Previous research has indicated the significance of accurate classification of fluorescence in situ hybridisation (FISH) signals for the detection of genetic abnormalities. Based on well-discriminating features and a trainable neural network (NN) classifier, a previous system enabled highly-accurate classification of valid signals and artefacts of two fluorophores. However, since this system employed several features that are considered independent, the naive Bayesian classifier (NBC) is suggested here as an alternative to the NN. The NBC independence assumption permits the decomposition of the high-dimensional likelihood of the model for the data into a product of one-dimensional probability densities. The naive independence assumption together with the Bayesian methodology allow the NBC to predict a posteriori probabilities of class membership using estimated class-conditional densities in a close and simple form. Since the probability densities are the only parameters of the NBC, the misclassification rate of the model is determined exclusively by the quality of density estimation. Densities are evaluated by three methods: single Gaussian estimation (SGE; parametric method), Gaussian mixture model assuming spherical covariance matrices (GMM; semi-parametric method) and kernel density estimation (KDE; non-parametric method).
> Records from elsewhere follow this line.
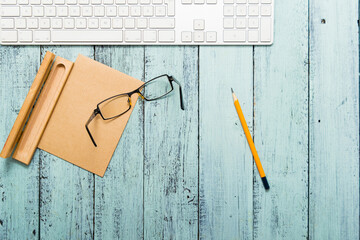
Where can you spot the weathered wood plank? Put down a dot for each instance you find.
(281, 126)
(171, 148)
(19, 184)
(225, 159)
(66, 191)
(334, 120)
(119, 195)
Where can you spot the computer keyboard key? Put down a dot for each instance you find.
(211, 36)
(35, 2)
(162, 23)
(87, 11)
(25, 36)
(99, 11)
(253, 36)
(32, 23)
(86, 36)
(234, 36)
(9, 36)
(38, 11)
(133, 36)
(170, 7)
(160, 11)
(228, 23)
(129, 23)
(7, 23)
(141, 23)
(46, 2)
(186, 1)
(42, 36)
(80, 23)
(265, 32)
(241, 10)
(228, 10)
(150, 36)
(266, 10)
(253, 22)
(56, 23)
(50, 11)
(74, 11)
(166, 36)
(199, 36)
(148, 11)
(10, 11)
(44, 23)
(62, 11)
(199, 24)
(253, 10)
(93, 23)
(20, 23)
(69, 23)
(26, 11)
(123, 11)
(186, 36)
(117, 23)
(240, 22)
(8, 2)
(105, 23)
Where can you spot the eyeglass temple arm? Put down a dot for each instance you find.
(96, 111)
(181, 98)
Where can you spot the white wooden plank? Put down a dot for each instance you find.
(226, 174)
(171, 148)
(334, 120)
(19, 184)
(66, 191)
(119, 194)
(281, 126)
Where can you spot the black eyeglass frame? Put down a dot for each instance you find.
(129, 94)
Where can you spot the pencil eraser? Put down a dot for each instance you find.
(266, 184)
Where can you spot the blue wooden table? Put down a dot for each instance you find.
(189, 175)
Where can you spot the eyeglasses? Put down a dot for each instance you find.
(120, 104)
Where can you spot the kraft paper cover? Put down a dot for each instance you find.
(65, 135)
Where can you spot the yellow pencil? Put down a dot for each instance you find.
(250, 141)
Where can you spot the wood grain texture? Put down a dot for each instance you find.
(66, 191)
(281, 126)
(171, 148)
(334, 120)
(19, 184)
(119, 194)
(225, 158)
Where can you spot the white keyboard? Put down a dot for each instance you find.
(137, 22)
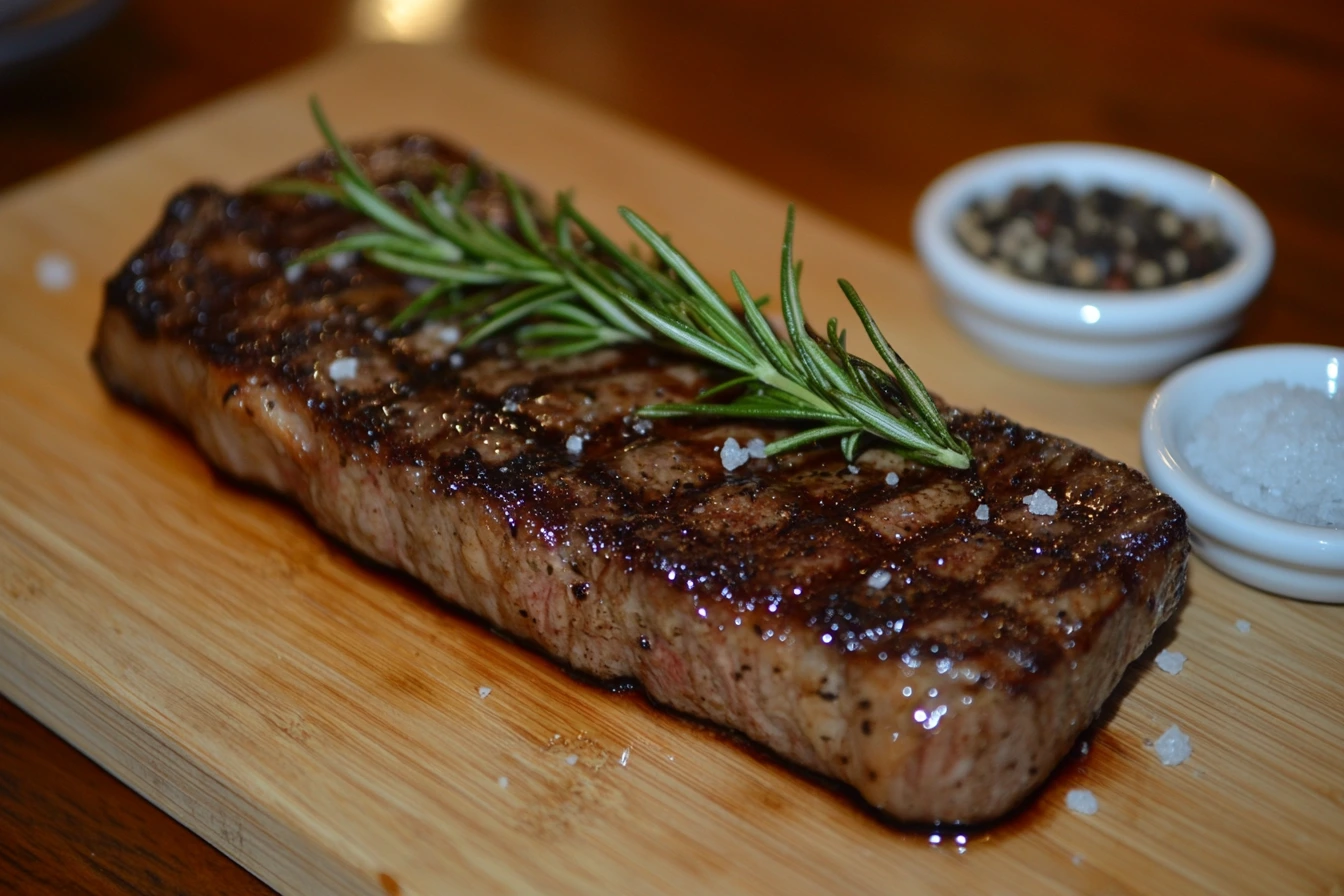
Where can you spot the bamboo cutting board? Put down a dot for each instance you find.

For low-dimensional densities, the GMM generally outperforms the KDE that tends to overfit the training set at the cost of reduced generalisation capability. But, it is the GMM that loses some accuracy when modelling higher-dimensional densities due to the violation of the assumption of spherical covariance matrices when dependent features are added to the set. Compared with these two methods, the SGE and NN provide inferior and superior performance, respectively. However, the NBC avoids the intensive training and optimisation required for the NN, demanding extensive resources and experimentation. Therefore, when supporting these two classifiers, the system enables a trade-off between the NN performance and NBC simplicity of implementation.